The boys have since been presumed dead.

"This lawsuit is about truth, accountability and justice," attorney Guy Rubin said in a statement on behalf of Pamela Cohen, Perry's mother. "Perry's family can not just move on, put this behind them or let it go."

Cohen alleges in the lawsuit that Austin's family was negligent and that it resulted in the boys' deaths.

In June, the Florida Department of Law Enforcement found that Carly Black, Austin's mother, showed an "egregious lack of judgement and failure to execute due care" when she allowed the teens to go alone on a fishing trip in a "minimally equipped" 1978 boat.

The boat had a single motor and no GPS or radio.

An investigative report released last month added that Black knew that Perry's parents forbade him to go offshore without an adult, and waited more than two hours to notify his parents that the boys were missing while Blu Stephanos, Austin's dad, went searching for the teens on his own boat, according to reports.

The state chose not to file charges, however, due to insufficient proof.

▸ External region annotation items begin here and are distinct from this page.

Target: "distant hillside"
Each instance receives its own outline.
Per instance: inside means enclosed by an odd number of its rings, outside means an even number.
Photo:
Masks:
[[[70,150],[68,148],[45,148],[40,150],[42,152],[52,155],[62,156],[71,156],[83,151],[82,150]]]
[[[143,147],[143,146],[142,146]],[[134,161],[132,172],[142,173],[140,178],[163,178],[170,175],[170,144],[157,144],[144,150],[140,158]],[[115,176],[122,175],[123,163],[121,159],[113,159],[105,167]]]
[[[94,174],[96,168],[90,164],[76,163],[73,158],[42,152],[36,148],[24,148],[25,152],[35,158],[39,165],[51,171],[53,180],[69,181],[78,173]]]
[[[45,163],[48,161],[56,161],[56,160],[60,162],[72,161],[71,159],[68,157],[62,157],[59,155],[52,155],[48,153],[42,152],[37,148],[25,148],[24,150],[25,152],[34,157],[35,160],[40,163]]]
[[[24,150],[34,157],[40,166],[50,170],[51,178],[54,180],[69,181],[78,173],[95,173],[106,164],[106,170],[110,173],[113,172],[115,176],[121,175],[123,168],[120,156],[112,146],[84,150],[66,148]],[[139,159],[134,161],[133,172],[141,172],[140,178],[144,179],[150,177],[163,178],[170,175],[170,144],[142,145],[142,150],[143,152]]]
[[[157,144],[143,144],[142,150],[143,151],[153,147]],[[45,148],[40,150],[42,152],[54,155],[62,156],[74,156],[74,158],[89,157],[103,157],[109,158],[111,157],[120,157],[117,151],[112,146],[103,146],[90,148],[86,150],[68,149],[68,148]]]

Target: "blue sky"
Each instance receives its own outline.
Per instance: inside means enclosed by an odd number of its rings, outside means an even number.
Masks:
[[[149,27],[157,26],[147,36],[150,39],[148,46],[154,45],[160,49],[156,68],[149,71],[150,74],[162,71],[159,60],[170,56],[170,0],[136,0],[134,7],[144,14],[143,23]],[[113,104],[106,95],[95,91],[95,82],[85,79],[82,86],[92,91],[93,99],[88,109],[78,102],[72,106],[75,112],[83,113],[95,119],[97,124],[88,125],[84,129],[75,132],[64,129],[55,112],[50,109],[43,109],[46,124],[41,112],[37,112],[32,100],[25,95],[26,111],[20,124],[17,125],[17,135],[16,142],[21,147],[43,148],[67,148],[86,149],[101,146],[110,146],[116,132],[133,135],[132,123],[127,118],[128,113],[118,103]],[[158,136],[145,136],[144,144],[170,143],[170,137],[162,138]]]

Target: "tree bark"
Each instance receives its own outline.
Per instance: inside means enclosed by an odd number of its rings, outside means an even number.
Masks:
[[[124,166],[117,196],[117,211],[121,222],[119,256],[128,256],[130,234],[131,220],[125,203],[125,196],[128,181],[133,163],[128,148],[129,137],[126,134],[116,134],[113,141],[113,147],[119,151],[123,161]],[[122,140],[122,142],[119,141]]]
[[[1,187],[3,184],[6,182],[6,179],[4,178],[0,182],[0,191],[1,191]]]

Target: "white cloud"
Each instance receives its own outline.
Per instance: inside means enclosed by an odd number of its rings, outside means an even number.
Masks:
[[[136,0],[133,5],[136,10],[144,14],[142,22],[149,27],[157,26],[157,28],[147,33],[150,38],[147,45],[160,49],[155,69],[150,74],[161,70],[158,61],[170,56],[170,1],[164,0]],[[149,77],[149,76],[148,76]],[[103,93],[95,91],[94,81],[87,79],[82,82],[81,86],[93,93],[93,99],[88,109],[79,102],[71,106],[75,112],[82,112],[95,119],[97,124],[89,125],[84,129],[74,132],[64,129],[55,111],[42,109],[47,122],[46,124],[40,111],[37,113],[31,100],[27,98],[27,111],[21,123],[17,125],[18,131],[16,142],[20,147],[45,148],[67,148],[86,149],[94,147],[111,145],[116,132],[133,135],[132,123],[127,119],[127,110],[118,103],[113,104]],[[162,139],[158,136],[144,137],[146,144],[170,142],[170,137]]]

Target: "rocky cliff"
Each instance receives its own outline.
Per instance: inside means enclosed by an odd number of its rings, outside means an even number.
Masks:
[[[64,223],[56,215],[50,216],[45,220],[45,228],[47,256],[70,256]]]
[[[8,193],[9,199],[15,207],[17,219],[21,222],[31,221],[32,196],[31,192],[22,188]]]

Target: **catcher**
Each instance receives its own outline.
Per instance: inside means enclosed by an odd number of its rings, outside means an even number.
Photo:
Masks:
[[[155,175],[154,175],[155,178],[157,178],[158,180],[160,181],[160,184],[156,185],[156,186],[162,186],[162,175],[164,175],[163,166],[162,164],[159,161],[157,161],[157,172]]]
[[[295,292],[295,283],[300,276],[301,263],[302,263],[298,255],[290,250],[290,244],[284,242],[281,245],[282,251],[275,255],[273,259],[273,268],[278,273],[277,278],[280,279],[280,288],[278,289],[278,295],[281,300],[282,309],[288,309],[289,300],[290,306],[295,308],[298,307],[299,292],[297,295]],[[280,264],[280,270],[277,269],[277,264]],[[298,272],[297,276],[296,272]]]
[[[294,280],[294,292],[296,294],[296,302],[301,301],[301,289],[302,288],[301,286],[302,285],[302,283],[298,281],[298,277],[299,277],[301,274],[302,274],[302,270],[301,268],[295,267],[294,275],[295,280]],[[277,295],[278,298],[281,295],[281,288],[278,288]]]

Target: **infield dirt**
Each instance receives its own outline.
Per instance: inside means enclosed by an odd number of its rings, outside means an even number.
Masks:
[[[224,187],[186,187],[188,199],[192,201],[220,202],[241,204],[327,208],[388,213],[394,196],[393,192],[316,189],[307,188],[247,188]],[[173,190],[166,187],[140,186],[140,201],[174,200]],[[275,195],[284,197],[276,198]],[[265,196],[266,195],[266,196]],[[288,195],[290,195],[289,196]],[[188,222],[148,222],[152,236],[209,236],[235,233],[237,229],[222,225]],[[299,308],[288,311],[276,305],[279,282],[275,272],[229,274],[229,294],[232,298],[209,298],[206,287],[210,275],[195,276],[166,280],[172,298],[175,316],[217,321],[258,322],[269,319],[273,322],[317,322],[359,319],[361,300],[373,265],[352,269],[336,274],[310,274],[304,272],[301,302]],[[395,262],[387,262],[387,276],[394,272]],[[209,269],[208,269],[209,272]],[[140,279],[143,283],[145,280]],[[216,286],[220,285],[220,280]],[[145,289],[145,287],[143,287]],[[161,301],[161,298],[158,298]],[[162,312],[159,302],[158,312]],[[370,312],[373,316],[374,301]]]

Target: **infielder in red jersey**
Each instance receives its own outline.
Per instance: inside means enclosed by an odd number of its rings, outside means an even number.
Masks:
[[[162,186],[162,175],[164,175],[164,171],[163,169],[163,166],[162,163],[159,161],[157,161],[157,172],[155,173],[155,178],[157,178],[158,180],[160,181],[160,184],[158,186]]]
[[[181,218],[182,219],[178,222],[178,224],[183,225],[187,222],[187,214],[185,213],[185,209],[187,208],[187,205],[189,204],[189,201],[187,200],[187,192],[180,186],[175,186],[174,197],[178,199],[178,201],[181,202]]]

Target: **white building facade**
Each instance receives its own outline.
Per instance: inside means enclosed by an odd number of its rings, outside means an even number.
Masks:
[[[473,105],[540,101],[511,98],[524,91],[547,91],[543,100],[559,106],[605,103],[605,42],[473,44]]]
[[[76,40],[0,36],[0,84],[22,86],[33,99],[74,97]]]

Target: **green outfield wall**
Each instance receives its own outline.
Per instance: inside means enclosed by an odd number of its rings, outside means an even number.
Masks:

"Once it was clear the boys were not going to be found, there began some tension between the families," said Rubin.

This isn't the first battle between the families. In 2016, Cohen also filed a lawsuit over an IPhone 6 that was found on the boat, which was heavily damaged by saltwater.

The phone belonged to Austin, but Cohen wanted the phone turned over to investigators to determine possible foul play.

Because the case was not criminal, however, the phone was considered private property.